L'un des espoirs de la candidature Zuloaga à ces primaires est que quelque 800 militants n'ont pas participé à l'élection des délégués. La mobilisation avant le jour de ce dimanche a été intense, au milieu d'une atmosphère très chargée alors que les deux candidats ont transmis jeudi dans un débat à Santander. L'une des explications de la plus grande implication de la base du vote de la référence régionale de la PSOE est que le secteur du Zuloaga ne s'est pas rendu dans le processus il y a quatre mois. Les Casares l'ont fait et en ont transformé le premier impulsion par le Secrétariat général, faisant la promotion d'une défaite contre les dirigeants régionaux qui se sont réédités ce dimanche. Zuloaga est arrivé affaibli au Congrès de Séville, bien que la colère qui a été générée ait également fait une facture à se marier pour avoir enfreint les ordres de Ferraz, qui ne voulait pas de bruit organique qui a détourné l'attention de la grande citation des socialistes à Séville.
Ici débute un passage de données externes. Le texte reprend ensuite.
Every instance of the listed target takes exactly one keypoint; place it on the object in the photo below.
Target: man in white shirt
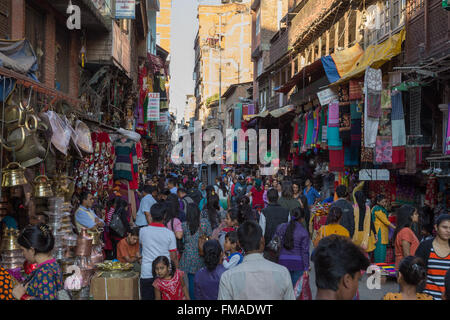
(143, 215)
(255, 278)
(155, 240)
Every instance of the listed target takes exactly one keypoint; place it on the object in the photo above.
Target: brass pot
(42, 187)
(29, 150)
(13, 177)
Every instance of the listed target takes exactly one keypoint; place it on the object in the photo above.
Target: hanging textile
(345, 124)
(383, 150)
(355, 131)
(398, 120)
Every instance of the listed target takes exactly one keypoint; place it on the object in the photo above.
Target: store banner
(153, 106)
(125, 9)
(327, 96)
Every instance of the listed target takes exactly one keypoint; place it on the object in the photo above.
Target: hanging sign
(327, 96)
(153, 106)
(374, 175)
(125, 9)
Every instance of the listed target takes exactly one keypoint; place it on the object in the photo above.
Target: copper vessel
(84, 244)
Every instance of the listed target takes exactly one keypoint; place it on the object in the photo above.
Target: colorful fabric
(6, 285)
(123, 164)
(383, 150)
(45, 282)
(437, 268)
(171, 289)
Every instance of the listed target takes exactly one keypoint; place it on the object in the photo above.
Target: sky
(182, 55)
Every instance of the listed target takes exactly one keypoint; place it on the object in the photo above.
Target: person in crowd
(37, 243)
(412, 272)
(333, 226)
(85, 217)
(272, 216)
(212, 211)
(294, 252)
(382, 224)
(194, 227)
(406, 242)
(338, 263)
(436, 255)
(257, 192)
(155, 240)
(143, 217)
(121, 209)
(310, 193)
(266, 189)
(169, 281)
(446, 293)
(233, 256)
(348, 218)
(6, 285)
(172, 185)
(207, 279)
(128, 248)
(286, 200)
(224, 199)
(255, 278)
(193, 192)
(364, 235)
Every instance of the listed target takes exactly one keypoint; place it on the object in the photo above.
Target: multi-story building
(163, 24)
(223, 53)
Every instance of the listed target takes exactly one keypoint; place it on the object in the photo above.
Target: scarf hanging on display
(345, 124)
(383, 150)
(355, 131)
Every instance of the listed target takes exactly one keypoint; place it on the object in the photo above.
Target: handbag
(302, 289)
(272, 252)
(201, 241)
(116, 225)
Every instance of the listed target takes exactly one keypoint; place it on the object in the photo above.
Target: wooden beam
(327, 42)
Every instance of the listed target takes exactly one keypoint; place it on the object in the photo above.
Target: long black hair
(296, 215)
(164, 260)
(212, 208)
(404, 218)
(39, 237)
(212, 254)
(193, 217)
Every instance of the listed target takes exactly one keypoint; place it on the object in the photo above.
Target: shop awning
(375, 56)
(282, 111)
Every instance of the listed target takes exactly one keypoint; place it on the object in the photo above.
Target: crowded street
(224, 150)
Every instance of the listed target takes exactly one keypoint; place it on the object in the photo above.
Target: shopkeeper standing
(85, 217)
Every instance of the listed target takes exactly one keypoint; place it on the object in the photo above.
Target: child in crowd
(128, 248)
(169, 283)
(234, 256)
(412, 272)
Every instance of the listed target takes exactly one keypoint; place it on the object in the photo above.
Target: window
(258, 22)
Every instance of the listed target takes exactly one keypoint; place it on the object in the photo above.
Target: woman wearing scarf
(382, 224)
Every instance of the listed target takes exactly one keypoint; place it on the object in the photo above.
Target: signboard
(125, 9)
(153, 106)
(327, 96)
(374, 175)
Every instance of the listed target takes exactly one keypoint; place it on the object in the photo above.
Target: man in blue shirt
(310, 193)
(85, 217)
(143, 217)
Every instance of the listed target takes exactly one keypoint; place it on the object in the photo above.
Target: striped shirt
(437, 268)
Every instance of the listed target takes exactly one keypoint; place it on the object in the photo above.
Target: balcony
(96, 15)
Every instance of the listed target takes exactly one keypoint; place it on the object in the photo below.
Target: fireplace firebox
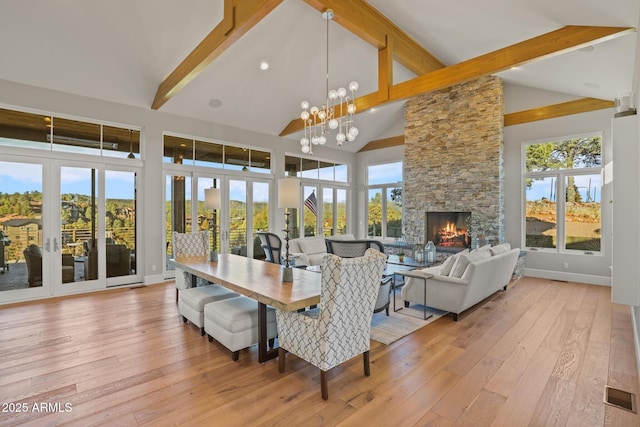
(448, 229)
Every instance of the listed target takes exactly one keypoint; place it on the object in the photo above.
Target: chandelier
(336, 113)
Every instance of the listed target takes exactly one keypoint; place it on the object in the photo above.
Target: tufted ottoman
(234, 323)
(191, 302)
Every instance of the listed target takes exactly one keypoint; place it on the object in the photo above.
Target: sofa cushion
(460, 266)
(447, 265)
(500, 249)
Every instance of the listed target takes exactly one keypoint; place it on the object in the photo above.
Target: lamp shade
(212, 198)
(288, 193)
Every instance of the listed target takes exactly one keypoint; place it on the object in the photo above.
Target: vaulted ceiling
(148, 53)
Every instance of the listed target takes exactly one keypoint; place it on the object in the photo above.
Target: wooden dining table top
(256, 279)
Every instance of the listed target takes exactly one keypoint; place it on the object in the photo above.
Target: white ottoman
(234, 323)
(191, 302)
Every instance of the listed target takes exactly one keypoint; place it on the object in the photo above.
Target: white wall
(154, 123)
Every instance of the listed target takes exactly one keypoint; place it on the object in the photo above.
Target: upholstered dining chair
(187, 245)
(339, 329)
(192, 300)
(272, 246)
(356, 248)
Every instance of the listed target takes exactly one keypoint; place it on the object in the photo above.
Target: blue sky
(22, 177)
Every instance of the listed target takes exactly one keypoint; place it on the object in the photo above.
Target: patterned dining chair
(339, 329)
(356, 248)
(192, 300)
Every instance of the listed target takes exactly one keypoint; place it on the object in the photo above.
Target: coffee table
(417, 274)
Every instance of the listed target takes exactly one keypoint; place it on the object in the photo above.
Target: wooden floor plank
(538, 354)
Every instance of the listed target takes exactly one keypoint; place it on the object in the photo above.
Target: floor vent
(620, 398)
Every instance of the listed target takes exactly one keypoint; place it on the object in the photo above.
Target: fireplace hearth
(448, 229)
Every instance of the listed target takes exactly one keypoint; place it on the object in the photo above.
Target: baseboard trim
(635, 313)
(568, 277)
(154, 279)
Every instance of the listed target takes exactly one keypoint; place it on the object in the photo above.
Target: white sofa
(311, 250)
(465, 279)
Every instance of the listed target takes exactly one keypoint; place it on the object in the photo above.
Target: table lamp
(212, 201)
(288, 198)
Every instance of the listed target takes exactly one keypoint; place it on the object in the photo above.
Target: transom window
(384, 200)
(562, 186)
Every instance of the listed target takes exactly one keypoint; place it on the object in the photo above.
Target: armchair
(356, 248)
(339, 329)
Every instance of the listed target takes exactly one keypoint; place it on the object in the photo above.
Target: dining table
(259, 280)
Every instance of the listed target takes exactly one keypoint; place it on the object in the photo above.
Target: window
(562, 185)
(324, 196)
(46, 132)
(189, 151)
(384, 200)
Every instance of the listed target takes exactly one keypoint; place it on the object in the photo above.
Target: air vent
(620, 398)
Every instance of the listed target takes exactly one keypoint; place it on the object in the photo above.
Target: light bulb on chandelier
(337, 113)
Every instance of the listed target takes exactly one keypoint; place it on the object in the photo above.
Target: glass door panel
(237, 208)
(260, 198)
(208, 219)
(78, 224)
(310, 211)
(21, 230)
(120, 223)
(177, 208)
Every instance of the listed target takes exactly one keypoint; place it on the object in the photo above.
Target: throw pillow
(500, 249)
(312, 246)
(461, 265)
(447, 265)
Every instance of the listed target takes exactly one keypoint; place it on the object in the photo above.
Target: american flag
(311, 202)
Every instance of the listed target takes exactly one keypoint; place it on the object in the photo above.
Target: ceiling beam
(383, 143)
(578, 106)
(556, 42)
(366, 22)
(583, 105)
(239, 17)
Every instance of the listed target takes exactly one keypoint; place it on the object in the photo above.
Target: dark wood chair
(272, 246)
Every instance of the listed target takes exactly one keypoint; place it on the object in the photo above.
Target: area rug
(388, 329)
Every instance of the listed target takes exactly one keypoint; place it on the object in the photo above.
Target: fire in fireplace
(448, 229)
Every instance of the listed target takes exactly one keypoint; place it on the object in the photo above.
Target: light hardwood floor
(539, 354)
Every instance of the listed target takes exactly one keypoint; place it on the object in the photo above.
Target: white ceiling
(121, 50)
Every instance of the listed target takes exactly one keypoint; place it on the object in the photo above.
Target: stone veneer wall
(454, 155)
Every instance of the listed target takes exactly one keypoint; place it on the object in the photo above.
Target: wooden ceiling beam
(556, 42)
(366, 22)
(239, 17)
(564, 40)
(583, 105)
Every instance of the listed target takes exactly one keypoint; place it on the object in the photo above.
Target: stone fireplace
(454, 157)
(447, 229)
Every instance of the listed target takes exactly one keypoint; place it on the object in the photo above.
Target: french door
(233, 228)
(66, 227)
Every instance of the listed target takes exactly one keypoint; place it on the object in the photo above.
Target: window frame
(384, 188)
(560, 176)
La conséquence a été que Casares a cessé de faire partie de l'exécutif fédéral et, contre une norme non écrite, n'est pas non plus entré dans le comité fédéral, le plus haut organisme du PSOE entre les congrès. Le représentant actuel de la Fédération cantabrienne du Ferraz Dome est le délégué gouvernemental, Eugenia Gómez de Diego, la personne pour qui Zuloaga a rejoint le parti. Un geste qui, bien que Ferraz n'ait été en public à aucun candidat, Zuloaga a estimé qu'il le renforçait devant le secteur critique. Mais ce n'était pas suffisant pour signer un troisième mandat. La célébration du Congrès régional est toujours en suspens, les 15 et 16 mars, où elle sera vérifiée si les deux secteurs enterrent les hostilités.

Casares a eu le soutien d'anciens secrétaires généraux Lola Gorostiaga et Eva Díaz Tezanos, que Zuloaga a battu en 2017 avec 1 267 voix contre les 1 100 de son rival; En 2021, il a renouvelé sa direction avec 75,42% des voix contre Judith Pérez. Les autres primaires les plus étranges ont été ceux de Murcia, où Lucas, membre de la Direction fédérale, a été imposé avec 2 219 voix (54,8%) à Diego Coneesa, chef territorial entre 2017 et 2021, qui a obtenu 1 827 soutiens (45%) (45%) . La prochaine phase sera les congrès provinciaux, avec les épées élevées dans les fédérations telles que l'Andalousie.